Oh mia Dea, Medea! Sei tu l’orrendo femmineo, l’idea di Morte, oppure esprimi con le tue gesta la pura follia asessuata, né femminista, né maschilista, ma solo desolatamente Follia? Ecco, tutte queste domande e, forse, nessuna risposta vi verrà dalla visione della rappresentazione del dramma di Euripide (così come storicamente è stato messo in scena da Luca Ronconi e ripreso oggi da Daniele Salvo) al Teatro Quirino di Roma, fino al 5 novembre. Perché affidare a un omone massiccio (Franco Branciaroli) il ruolo di Medea? Forse perché l’idea stessa del genocidio, l’antifemmineo e l’antimaterno per eccellenza è stato da sempre prerogativa assoluta della ferocia al maschile, senza alcuna eccezione nota? Perché abbiamo visto nelle migliaia di scorribande delle soldatesche maschie di ogni epoca, razza e risma, fare a pezzi donne incinte, bambini piccolissimi, vecchi indifesi, tutto ciò cioè che trasudava innocenza e l’immagine della non violenza. Facili da annientare senza alcun rischio da correre. Ma Medea-Medusa è anche la figlia di Circe: cioè, una strega anche lei, esperta di veleni e di filtri d’amore. Con i primi uccide i nemici, con i secondi conquista l’oggetto del suo innamoramento.

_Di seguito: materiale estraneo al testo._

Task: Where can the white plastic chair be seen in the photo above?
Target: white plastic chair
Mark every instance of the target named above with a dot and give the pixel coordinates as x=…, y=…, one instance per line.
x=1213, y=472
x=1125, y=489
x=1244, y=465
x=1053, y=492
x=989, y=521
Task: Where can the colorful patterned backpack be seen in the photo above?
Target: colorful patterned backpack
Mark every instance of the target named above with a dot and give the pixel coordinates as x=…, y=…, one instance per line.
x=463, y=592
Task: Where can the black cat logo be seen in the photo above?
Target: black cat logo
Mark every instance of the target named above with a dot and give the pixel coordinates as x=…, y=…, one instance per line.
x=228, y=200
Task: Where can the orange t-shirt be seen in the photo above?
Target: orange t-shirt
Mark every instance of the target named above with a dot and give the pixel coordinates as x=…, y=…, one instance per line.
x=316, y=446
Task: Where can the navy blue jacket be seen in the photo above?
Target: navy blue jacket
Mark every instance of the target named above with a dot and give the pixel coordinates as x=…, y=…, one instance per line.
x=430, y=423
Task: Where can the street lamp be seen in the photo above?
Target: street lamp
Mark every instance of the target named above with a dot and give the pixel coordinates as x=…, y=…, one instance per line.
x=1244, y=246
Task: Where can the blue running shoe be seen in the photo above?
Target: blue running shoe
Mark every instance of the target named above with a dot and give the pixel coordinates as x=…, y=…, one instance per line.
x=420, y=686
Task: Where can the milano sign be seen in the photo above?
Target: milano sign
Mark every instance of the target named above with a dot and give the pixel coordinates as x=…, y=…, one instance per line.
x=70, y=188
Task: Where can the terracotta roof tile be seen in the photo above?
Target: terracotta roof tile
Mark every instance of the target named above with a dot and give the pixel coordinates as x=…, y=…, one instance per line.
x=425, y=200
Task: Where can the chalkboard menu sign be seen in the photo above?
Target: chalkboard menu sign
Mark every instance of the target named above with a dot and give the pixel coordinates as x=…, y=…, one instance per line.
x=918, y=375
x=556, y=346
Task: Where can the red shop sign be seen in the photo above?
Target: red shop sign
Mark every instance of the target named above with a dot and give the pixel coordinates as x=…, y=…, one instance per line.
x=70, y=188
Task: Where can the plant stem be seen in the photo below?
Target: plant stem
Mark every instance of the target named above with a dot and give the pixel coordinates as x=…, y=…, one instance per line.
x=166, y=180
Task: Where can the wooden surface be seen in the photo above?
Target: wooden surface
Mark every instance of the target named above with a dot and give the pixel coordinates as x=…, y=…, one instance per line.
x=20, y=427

Ma, Medea-Odissea è l’altro volto dell’Errante, colui che è senza terra. Brucia gli approdi affettivi alle sue spalle, con il tradimento e il fratricidio, pur di farsi sposare da Giasone, seguendolo nella terra straniera di Corinto. Ma, poiché l’arrivismo è un male solo umano che nasce con le prime civiltà, va a finire che lo sposo diventa ben presto fedifrago, ripudia la strega e si fa concedere la mano della principessa da suo padre, il Re di Corinto. Così, tutto ruota sul letto abbandonato, onta indelebile mondabile solo con la morte del traditore e, possibilmente, della sua nuova concubina. E sono proprio le coreute a fare l’onda, perfette e ben addestrate nei loro ruoli ancillari (appaiono addirittura in scena con dei vecchi aspirapolveri), seguendo le correnti di tempesta che la Virago Branciroli, dalla voce possente e tonante, modulata in decine di modalità ora farsesche, ora oniriche di voci alterate dell’Ade prossima ventura, scatena tutto intorno a sé come un Re Mida diabolico, il cui oro contiene veleni ferocemente corrosivi e le cui vesti bruciano a contatto con la pelle altrui. Così muore la principessa futura sposa di Giasone e il padre di lei che tenta un estremo conforto della figlia corrosa dalle fiamme avvelenate.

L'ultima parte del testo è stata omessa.